Core Concepts
Using linear regression (including its double-machine-learning variant, the Partially Linear Model) to rank treatment effectiveness can lead to incorrect conclusions when treatment effect heterogeneity is present, making alternative methods like Augmented Inverse-Propensity Weighting (AIPW) more suitable for such scenarios.
This research paper investigates the limitations of linear regression, particularly the Partially Linear Model (PLM), in ranking treatment effectiveness when treatment effects vary across individuals (treatment effect heterogeneity).
Research Objective:
The paper examines whether the rankings of treatment effects derived from PLM, a popular method in causal inference, align with the true rankings of average treatment effects, especially in the presence of treatment effect heterogeneity.
Methodology:
The authors use a combination of theoretical analysis, numerical examples, and Monte Carlo simulations to demonstrate the potential for ranking reversals when using PLM. They compare PLM's performance with AIPW, a more robust estimator under heterogeneity.
Key Findings:
The study reveals that PLM can produce Weighted Average Treatment Effects (WATE) with rankings that contradict the true rankings of Average Treatment Effects (ATE), leading to "ranking reversals." This discrepancy arises from the overlap-weighting inherent in linear models, which assigns greater weight to individuals with propensity scores closer to 0.5. The paper derives a necessary and sufficient condition for these ranking reversals to occur, highlighting the role of treatment effect heterogeneity and the covariance between regression weights and treatment effects.
Main Conclusions:
The authors conclude that while PLM is a valuable tool in causal inference, it can be unreliable for ranking treatments when substantial treatment effect heterogeneity exists. They recommend AIPW as a more appropriate alternative in such cases, as it provides consistent ATE estimates regardless of heterogeneity.
Significance:
This research has significant implications for decision-making in fields like healthcare, economics, and online platforms where accurate treatment ranking is crucial. It cautions against relying solely on PLM for ranking treatments and emphasizes the importance of considering treatment effect heterogeneity.

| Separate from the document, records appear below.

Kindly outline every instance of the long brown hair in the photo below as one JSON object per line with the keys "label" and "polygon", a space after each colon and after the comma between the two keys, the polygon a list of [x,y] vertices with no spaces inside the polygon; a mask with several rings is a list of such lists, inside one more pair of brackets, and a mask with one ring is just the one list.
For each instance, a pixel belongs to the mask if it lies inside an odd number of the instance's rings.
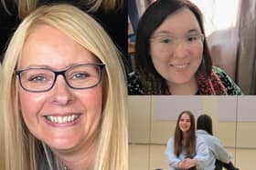
{"label": "long brown hair", "polygon": [[[190,118],[190,128],[188,130],[187,138],[184,139],[183,133],[179,128],[179,121],[181,116],[187,114]],[[182,151],[184,145],[182,140],[185,140],[186,153],[187,155],[192,155],[196,153],[196,132],[195,132],[195,117],[190,111],[183,111],[179,115],[176,122],[176,132],[175,132],[175,155],[178,156]]]}

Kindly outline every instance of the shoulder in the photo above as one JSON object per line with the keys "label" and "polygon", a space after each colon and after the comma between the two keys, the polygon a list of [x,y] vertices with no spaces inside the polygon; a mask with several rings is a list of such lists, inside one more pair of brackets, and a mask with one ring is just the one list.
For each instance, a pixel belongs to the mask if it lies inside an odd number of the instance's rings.
{"label": "shoulder", "polygon": [[213,66],[212,70],[216,73],[220,79],[221,83],[227,89],[228,95],[243,95],[241,89],[236,85],[236,83],[219,67]]}
{"label": "shoulder", "polygon": [[145,89],[142,83],[139,81],[137,75],[133,72],[128,74],[128,94],[134,95],[145,95]]}
{"label": "shoulder", "polygon": [[197,130],[197,136],[199,138],[202,138],[206,143],[216,143],[219,142],[219,139],[218,139],[216,136],[209,135],[204,130]]}

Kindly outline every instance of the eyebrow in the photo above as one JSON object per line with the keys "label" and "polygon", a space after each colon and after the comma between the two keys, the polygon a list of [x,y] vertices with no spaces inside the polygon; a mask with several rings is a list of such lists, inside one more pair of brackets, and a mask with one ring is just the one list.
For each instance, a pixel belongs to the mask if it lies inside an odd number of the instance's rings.
{"label": "eyebrow", "polygon": [[[196,29],[196,28],[192,28],[192,29],[188,30],[188,31],[186,33],[186,35],[189,35],[189,34],[193,34],[193,33],[195,33],[195,34],[202,34],[201,31]],[[155,33],[155,34],[153,35],[153,37],[154,37],[154,36],[158,36],[158,35],[171,35],[171,36],[174,36],[175,34],[172,33],[172,32],[169,32],[169,31],[163,30],[163,31],[159,31],[159,32]]]}

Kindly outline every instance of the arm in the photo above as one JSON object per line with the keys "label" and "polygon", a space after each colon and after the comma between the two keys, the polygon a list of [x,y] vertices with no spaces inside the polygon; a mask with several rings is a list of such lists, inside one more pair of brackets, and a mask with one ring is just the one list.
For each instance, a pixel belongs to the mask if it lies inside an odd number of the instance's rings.
{"label": "arm", "polygon": [[174,154],[173,137],[168,140],[165,155],[169,166],[178,168],[178,164],[181,162],[181,160]]}
{"label": "arm", "polygon": [[212,140],[212,143],[214,145],[214,148],[212,150],[216,156],[216,159],[226,164],[229,163],[232,159],[232,155],[225,150],[224,146],[217,137],[214,136],[214,139],[215,140]]}
{"label": "arm", "polygon": [[206,145],[204,140],[200,137],[197,137],[197,144],[196,144],[196,152],[197,155],[194,159],[197,160],[197,169],[204,169],[207,165],[207,161],[208,159],[208,148]]}

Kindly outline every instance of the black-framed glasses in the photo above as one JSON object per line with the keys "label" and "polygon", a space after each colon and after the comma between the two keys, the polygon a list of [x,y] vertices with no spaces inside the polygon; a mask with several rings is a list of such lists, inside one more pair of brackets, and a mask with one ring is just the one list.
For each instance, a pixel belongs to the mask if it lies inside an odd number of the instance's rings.
{"label": "black-framed glasses", "polygon": [[72,65],[65,70],[49,68],[25,68],[16,70],[21,87],[28,92],[50,90],[58,75],[63,75],[67,85],[73,89],[87,89],[96,86],[101,80],[103,64],[83,64]]}
{"label": "black-framed glasses", "polygon": [[161,51],[174,50],[176,45],[183,42],[192,49],[198,45],[202,45],[205,40],[203,34],[188,35],[184,37],[176,37],[170,35],[156,35],[151,37],[155,42]]}

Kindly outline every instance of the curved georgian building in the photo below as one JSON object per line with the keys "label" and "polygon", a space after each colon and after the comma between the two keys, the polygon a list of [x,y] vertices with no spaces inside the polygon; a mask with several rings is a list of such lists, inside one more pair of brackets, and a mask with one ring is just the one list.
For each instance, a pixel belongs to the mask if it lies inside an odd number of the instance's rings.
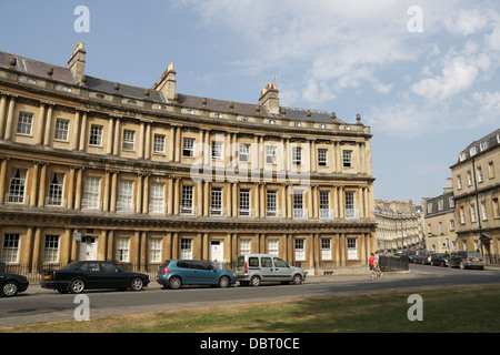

Limitations and Future Research:
The study primarily focuses on binary treatments and a single binary covariate. Future research could explore the generalizability of these findings to more complex scenarios with multiple treatments, continuous covariates, and different heterogeneity patterns. Additionally, investigating the performance of other causal inference methods under heterogeneity would be beneficial.
Stats
With linear propensity scores, PLM regression coefficients were calculated as 2.7714 and -1.8095 for treatments 1 and 2 respectively.
In contrast, IPW or AIPW correctly recovered the ATEs of 0 and 0.5 for treatments 1 and 2 respectively.